A work group seeking solutions for the Kentucky Teachers' Retirement System's financial woes meets for the second time Friday. The panel has six additional sessions scheduled before its Dec. 1 deadline for submitting its report to Gov. Steve Beshear.
As this process goes forward, we'll hear many of the same debate themes we heard a few years ago when a legislative task force studied the Kentucky Retirement Systems (which covers state and local government workers).
We'll hear talk of changing the rules for future teacher hirees so they contribute more to their pensions and work longer before becoming eligible for retirement. No doubt someone on the panel will suggest replacing the current "defined benefits" plan with a "defined contributions" approach (or a hybrid of the two) going forward. Cost-of-living adjustments will be mentioned.

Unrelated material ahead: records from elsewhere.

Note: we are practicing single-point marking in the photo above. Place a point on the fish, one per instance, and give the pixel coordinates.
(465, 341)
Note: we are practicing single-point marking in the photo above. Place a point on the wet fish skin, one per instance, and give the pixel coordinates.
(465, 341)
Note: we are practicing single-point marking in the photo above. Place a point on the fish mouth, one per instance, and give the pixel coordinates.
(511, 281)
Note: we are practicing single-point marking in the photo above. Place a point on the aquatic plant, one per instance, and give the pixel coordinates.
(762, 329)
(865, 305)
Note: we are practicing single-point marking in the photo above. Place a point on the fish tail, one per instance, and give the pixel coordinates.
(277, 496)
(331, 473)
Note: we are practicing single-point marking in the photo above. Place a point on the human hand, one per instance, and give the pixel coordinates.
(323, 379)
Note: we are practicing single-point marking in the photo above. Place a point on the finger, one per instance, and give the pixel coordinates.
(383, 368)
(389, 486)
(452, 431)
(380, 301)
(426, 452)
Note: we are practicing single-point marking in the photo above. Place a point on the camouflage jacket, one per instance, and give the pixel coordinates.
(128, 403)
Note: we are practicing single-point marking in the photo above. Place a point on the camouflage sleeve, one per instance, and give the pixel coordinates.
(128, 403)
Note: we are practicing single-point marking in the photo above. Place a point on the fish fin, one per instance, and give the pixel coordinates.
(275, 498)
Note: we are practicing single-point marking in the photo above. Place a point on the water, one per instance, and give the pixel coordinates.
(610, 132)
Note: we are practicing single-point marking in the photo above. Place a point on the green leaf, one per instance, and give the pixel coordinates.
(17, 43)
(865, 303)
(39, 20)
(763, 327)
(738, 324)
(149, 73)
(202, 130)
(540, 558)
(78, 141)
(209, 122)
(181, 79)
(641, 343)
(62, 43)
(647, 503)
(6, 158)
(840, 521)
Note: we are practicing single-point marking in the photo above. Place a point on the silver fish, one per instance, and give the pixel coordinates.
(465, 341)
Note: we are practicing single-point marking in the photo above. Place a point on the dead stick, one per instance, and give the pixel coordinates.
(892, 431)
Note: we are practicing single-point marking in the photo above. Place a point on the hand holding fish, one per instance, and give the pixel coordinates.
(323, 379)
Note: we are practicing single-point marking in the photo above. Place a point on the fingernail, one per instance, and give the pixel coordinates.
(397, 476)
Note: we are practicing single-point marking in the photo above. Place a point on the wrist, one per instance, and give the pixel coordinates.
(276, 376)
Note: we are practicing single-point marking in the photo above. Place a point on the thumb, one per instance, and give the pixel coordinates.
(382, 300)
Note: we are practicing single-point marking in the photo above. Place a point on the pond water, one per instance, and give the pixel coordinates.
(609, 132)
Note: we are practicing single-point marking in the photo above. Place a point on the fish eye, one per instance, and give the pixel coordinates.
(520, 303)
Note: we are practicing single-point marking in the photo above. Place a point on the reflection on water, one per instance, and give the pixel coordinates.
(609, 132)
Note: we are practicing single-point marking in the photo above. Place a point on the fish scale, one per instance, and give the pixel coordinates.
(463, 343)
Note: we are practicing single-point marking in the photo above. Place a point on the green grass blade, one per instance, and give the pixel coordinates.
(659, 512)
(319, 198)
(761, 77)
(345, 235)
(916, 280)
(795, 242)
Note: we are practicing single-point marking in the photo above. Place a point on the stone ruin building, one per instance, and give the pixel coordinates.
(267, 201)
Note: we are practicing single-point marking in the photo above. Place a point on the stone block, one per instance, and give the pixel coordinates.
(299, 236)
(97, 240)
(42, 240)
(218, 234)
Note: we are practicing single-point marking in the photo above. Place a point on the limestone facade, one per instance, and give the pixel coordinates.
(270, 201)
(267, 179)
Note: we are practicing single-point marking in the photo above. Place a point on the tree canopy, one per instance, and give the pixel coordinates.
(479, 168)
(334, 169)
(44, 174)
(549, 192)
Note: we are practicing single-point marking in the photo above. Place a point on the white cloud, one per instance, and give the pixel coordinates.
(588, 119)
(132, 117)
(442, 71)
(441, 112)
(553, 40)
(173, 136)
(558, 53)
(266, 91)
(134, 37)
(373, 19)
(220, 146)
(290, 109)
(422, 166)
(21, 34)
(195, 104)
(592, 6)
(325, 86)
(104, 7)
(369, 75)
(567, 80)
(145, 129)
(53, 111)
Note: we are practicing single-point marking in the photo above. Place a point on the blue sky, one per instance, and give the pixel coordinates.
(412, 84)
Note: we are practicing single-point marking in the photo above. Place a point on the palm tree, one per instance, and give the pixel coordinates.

There will be calls for more oversight of KTRS and more transparency in its operation.
When a pension plan's unfunded liability grows from $571 million to $14 billion in a 15-year span, it tends to prompt talk of making changes, of reforming the system. (Although one person's idea of reform may be viewed by someone else as a heartless slashing of benefits for the state's underappreciated educators.)
Never miss a local story.
Here's the thing, though: The two reforms that could help KTRS the most have nothing to do with benefits or the administration of the system.
While not the sole cause, a significant reason KTRS is in such a big hole is the General Assembly's failure to fund the state's actuarially required contribution (ARC) to the system for years on end. Money that by law should have been securing the future of Kentucky teachers was spent elsewhere on the favored projects and programs of a succession of lawmakers and governors. KRS was also shortchanged for years.
Reforming the mentality that has allowed this to happen so often in the past is key to shoring up the future for both KTRS and KRS. The best way to remove the temptation for governors and lawmakers to revert to old habits in the years ahead is to assure the state has a stable sustainable revenue base that can meet the ARC for the pension plans and pay for necessary programs and projects. And the best way to achieve that is through real tax reform that includes extending the sales tax to non-exportable services.